The Land: Brueggemann

Because I read this edition from 1977, my blog may not completely apply to this 2002 revision: The Land:Place as Gift, Promise, and Challenge in Biblical Faith – Overtures to Biblical Theology

the land cover Wherever you are on this planet, actual earthly turf lies under your feet, forms the foundation of your house, your workplace, of everywhere you venture. For every one of us, "land" carries heavy literal and symbolic connotations that include dirt, soil, ground, territory, settled, belonging, rooted, secure. In this second decade of the twenty-first century we've recently experienced a major economic crash followed by far lower reevaluation of residential – and other – real estate, precipitated by people who imagined inalienable land could be "owned" as property and turn big profits. Families still get relocated by governmental and other entities from storied places into historyless spaces. We've been agonizing over seemingly endless, unstoppable atrocities against the land committed by Monsanto as well as by other huge agribusiness and manufacturing conglomerates. Especially considering those events, you need to read and take to heart this book by Hebrew Bible scholar Walter Brueggemann as he helps clarify and untangle law, gospel, history and hope!

If you've studied scripture even minimally, you know Egypt "...is not the place!" The Exodus wilderness on the way to the land of promise was not "the place," either. Unlike with those managed, controlled, counted bricks and bread under Pharaoh, in the wasteland of Israel's Sinai wanderings, human administration and management of anything (let alone land and its harvests) was impossible, so with manna and quail from the sky, with water from the rock, Moses' people experienced wildness as a life-giving, life-sustaining gift from Yahweh. For Israel, land would remain gift if they would continue trustfully obeying. Likewise for us, land will become gift if we will obey and trust.

In the Hebrew Bible there is no timeless space and no spaceless time; it all is "storied place." Brueggemann reminds us as "fructifier of the land" Yahweh is a fertility god who fully participates in the agricultural cycles with earth, farmers, vintners, and crops that typically we experience as the [almost] endless recycling of the same events. Yahweh also is Lord of history―not one who protects and assures continuities in our lives, but instead works the brand-newness of political, historical, social, and individual resurrection out of sometimes unimaginably radical discontinuities. Yahweh is Lord of the Lands and Lord of the Commands―a God who keeps covenant forever, who calls us to covenant-making, and covenant-keeping. A God who calls prophets to be a voice for the land and for the people.

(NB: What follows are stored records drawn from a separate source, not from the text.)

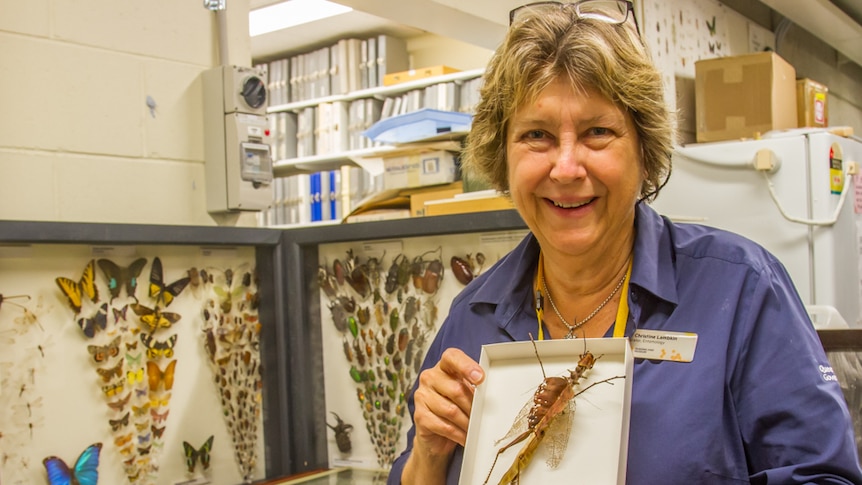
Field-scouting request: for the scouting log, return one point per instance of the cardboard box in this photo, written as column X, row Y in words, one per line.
column 744, row 96
column 414, row 74
column 598, row 447
column 418, row 169
column 420, row 197
column 811, row 106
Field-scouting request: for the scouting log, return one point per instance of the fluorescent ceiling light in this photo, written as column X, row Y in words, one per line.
column 291, row 13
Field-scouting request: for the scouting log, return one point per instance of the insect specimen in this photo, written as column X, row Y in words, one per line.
column 76, row 290
column 85, row 471
column 158, row 376
column 122, row 277
column 342, row 433
column 548, row 414
column 194, row 455
column 91, row 325
column 160, row 291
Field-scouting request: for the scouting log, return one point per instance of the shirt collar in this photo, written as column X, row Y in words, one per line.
column 511, row 281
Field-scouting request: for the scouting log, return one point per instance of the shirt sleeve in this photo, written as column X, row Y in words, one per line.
column 805, row 436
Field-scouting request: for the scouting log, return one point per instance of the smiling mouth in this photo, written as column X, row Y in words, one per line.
column 570, row 206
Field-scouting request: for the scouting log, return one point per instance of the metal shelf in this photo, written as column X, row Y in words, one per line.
column 379, row 92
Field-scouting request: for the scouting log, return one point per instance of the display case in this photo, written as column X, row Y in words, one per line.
column 319, row 363
column 151, row 353
column 60, row 406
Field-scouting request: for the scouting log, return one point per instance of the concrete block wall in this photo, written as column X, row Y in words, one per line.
column 78, row 142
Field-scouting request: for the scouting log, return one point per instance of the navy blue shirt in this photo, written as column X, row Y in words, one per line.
column 758, row 403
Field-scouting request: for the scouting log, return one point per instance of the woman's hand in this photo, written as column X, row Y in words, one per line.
column 443, row 402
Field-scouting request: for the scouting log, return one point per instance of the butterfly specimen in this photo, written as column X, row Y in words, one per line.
column 120, row 277
column 140, row 411
column 75, row 290
column 120, row 404
column 101, row 353
column 134, row 377
column 85, row 472
column 157, row 402
column 156, row 348
column 159, row 417
column 120, row 314
column 134, row 360
column 158, row 376
column 159, row 290
column 154, row 318
column 194, row 455
column 99, row 321
column 122, row 440
column 113, row 389
column 108, row 374
column 117, row 424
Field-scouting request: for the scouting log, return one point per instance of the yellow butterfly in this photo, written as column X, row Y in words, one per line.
column 135, row 376
column 157, row 402
column 108, row 374
column 116, row 424
column 159, row 290
column 157, row 348
column 140, row 411
column 157, row 376
column 75, row 290
column 120, row 404
column 113, row 389
column 102, row 353
column 154, row 318
column 159, row 417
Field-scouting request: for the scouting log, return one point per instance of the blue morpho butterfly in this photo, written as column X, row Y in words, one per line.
column 85, row 472
column 120, row 277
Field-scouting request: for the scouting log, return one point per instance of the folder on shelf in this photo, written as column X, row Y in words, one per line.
column 391, row 56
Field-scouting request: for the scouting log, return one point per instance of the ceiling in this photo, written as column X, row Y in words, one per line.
column 483, row 23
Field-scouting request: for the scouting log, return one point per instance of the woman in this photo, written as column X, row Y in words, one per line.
column 573, row 126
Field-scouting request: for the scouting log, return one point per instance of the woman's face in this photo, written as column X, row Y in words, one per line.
column 575, row 169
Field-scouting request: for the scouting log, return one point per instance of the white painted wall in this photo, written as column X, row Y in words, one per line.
column 77, row 140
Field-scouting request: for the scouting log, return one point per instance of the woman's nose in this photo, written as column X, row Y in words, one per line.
column 568, row 165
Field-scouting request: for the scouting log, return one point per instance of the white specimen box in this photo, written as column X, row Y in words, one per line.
column 598, row 443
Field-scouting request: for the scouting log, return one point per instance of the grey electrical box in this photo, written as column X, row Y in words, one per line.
column 237, row 142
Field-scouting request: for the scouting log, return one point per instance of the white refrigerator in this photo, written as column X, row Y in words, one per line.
column 796, row 193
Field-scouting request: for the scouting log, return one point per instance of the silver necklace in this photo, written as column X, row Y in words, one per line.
column 577, row 325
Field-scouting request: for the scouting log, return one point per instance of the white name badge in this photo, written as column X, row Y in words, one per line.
column 661, row 345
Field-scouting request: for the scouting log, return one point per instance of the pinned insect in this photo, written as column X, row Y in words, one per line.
column 548, row 413
column 342, row 433
column 465, row 269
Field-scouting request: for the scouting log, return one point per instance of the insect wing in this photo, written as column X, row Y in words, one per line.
column 86, row 471
column 58, row 471
column 157, row 376
column 119, row 277
column 557, row 435
column 191, row 456
column 72, row 291
column 158, row 289
column 519, row 425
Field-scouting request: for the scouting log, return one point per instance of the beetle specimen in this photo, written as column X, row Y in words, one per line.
column 548, row 413
column 342, row 433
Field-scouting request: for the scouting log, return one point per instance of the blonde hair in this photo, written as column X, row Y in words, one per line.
column 590, row 53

Although The Land relates mostly the topic of turf and dirt, gift, obedience, and community in the Old Testament scriptures, the author also brings some possible Christological interpretations of the OT texts along with land-focused insights from NT gospels and Pauline epistles (particularly Romans 4 and Galatians 3 and 4). Remember, you simply cannot empty Abraham of land! Just as in Hebrew Bible times, during the earthly ministries of Jesus of Nazareth and of the early church, we need to be about the covenantal inter-responsibility of speaking and answering, call and response, amongst Yahweh, people, and land. "Listen to the voice and the claim of the land." WB reminds us scripture emphasizes not emancipation but rootage (you already know Paul of Tarsus' eleutheria / freedom ain't no emancipation proclamation!), not meaning but belonging―we live baptized into Christ, into the people of God in every time and place.

Blogger note: the inevitable outcome of living as covenantal, creation-care people is that we'll become an inclusive, welcoming, justice-filled Eucharistic community that displays the exhibition of the reign of God to the world.